Samuel Olando, directeur de Pamoja Trust, a souligné la nécessité de démocratiser les données en créant des opportunités de participation des communautés aux processus de collecte des données et de prise de décision. « Dans la plupart des cas, les données fournies par les citoyens ne sont pas légitimées, » a-t-il déclaré, exhortant les États à veiller à ce que « les données communautaires ne soient pas perçues comme une source de confrontation, mais comme des données probantes produites pour offrir un terrain de dialogue et des solutions qui tiennent compte des expériences des communautés. » Par exemple, les personnes travaillant dans le secteur informel sont souvent exclues des statistiques publiques, leurs contributions au développement du pays sont invisibilisées et leurs besoins et priorités ne sont pas pris en compte dans l’élaboration de l’action publique.
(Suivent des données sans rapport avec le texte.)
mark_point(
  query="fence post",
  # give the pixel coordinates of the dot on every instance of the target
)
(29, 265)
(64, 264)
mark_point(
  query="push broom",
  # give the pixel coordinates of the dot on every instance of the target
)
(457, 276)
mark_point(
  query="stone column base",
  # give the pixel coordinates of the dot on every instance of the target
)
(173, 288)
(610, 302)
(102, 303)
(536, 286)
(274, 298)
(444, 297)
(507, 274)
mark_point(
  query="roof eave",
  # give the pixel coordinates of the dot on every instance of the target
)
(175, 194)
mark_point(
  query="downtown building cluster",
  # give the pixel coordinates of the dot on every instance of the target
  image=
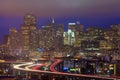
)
(53, 38)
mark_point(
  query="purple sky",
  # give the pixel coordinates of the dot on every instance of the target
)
(88, 12)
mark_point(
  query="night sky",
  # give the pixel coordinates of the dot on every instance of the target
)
(101, 13)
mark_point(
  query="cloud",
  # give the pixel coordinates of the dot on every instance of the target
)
(59, 7)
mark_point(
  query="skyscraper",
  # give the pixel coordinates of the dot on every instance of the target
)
(25, 29)
(14, 42)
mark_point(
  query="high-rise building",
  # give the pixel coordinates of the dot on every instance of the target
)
(69, 38)
(25, 29)
(47, 36)
(72, 26)
(79, 27)
(14, 42)
(34, 40)
(59, 37)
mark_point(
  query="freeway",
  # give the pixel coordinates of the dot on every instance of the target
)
(27, 67)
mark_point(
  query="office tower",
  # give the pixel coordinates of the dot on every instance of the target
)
(59, 37)
(14, 42)
(69, 37)
(34, 40)
(72, 27)
(25, 29)
(47, 36)
(79, 27)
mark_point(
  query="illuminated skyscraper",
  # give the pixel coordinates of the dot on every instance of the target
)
(25, 29)
(72, 26)
(59, 37)
(14, 42)
(69, 37)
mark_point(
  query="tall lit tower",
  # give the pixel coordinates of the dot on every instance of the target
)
(14, 41)
(28, 26)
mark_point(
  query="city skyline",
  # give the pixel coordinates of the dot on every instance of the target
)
(89, 13)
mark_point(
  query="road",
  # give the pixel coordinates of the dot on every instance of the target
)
(27, 67)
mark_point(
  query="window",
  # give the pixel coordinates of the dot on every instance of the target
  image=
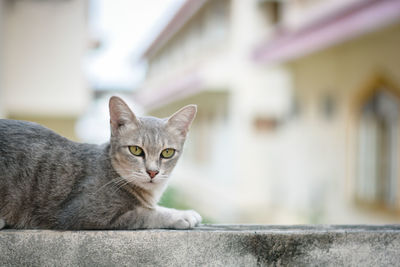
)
(378, 149)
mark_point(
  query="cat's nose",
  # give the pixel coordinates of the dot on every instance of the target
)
(152, 174)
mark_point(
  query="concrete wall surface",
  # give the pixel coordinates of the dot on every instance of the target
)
(208, 245)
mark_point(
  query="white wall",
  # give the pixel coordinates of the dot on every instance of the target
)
(43, 45)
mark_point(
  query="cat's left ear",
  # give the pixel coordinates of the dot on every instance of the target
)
(182, 119)
(120, 114)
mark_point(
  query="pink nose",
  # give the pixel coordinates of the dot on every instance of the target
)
(152, 174)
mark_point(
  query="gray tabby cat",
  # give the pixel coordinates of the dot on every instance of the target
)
(48, 181)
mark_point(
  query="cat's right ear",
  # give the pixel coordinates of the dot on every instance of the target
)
(120, 114)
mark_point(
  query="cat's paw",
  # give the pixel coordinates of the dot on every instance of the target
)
(186, 219)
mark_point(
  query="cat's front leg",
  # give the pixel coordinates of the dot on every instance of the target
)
(175, 219)
(158, 217)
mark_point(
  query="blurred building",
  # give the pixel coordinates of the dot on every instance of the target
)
(42, 44)
(298, 107)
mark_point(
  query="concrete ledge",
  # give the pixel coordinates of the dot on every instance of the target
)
(209, 245)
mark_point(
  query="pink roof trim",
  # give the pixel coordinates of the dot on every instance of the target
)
(349, 24)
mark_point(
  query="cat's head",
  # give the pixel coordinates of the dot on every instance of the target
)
(144, 150)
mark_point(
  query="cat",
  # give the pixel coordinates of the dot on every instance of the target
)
(50, 182)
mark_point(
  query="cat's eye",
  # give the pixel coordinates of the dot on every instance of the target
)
(137, 151)
(167, 153)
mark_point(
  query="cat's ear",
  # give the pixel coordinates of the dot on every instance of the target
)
(182, 119)
(120, 114)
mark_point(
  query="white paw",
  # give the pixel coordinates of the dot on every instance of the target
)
(186, 219)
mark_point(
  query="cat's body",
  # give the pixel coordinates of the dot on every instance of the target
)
(50, 182)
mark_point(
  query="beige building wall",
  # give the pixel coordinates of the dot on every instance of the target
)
(43, 45)
(276, 142)
(340, 73)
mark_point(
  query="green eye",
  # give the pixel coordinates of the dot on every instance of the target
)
(167, 153)
(135, 150)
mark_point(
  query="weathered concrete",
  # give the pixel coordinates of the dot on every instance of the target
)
(213, 245)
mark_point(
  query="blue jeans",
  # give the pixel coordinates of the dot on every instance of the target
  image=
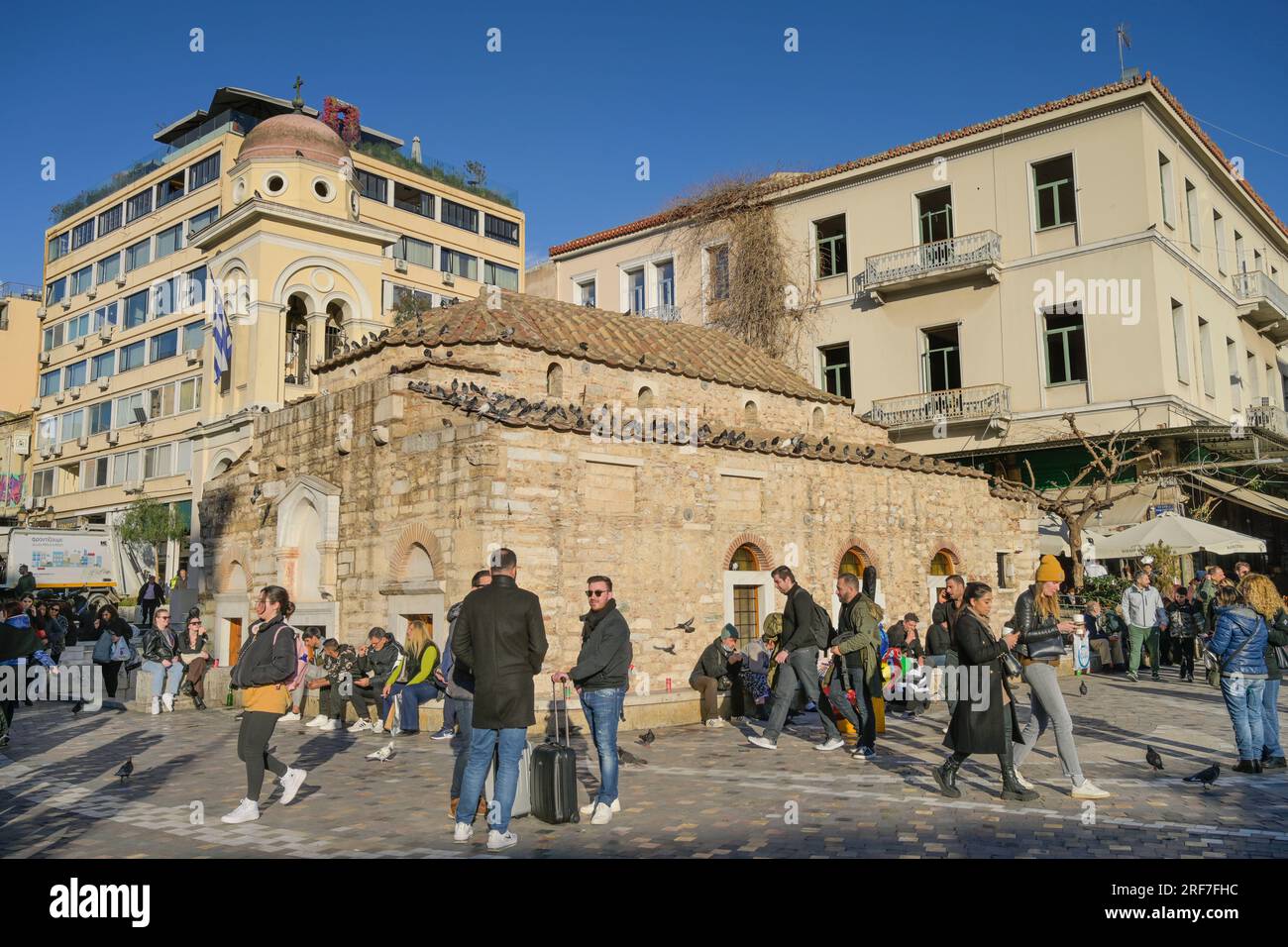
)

Au cours de la discussion qui a suivi, plusieurs commissaires se sont fait l’écho des points soulevés, notamment concernant le manque de données ventilées portant sur les groupes marginalisés tels que les prisonniers et les populations autochtones, de données de qualité qui mettent en lumière les expériences vécues par les personnes, et les obstacles qu’ils rencontrent pour obtenir ces données auprès des États.

« Le sujet a suscité beaucoup d’intérêt de la part des différents commissaires. Il ressort de leurs divers rapports qu’ils ont soulevé la question de l’insuffisance des données produites par les États comme un défi majeur. Cette initiative arrive donc à point nommé », a déclaré Angella Nabwowe.

Dans ses observations finales, le commissaire Mwandenga a déclaré que la table ronde marquait le début d’un processus qui devrait conduire les États à intégrer des données de meilleure qualité, y compris des données ventilées, dans leurs rapports à la Commission.

Nous sommes impatients de continuer à travailler avec la Commission et en particulier avec le Groupe de travail sur les DESC afin de renforcer les pratiques des États en matière de données.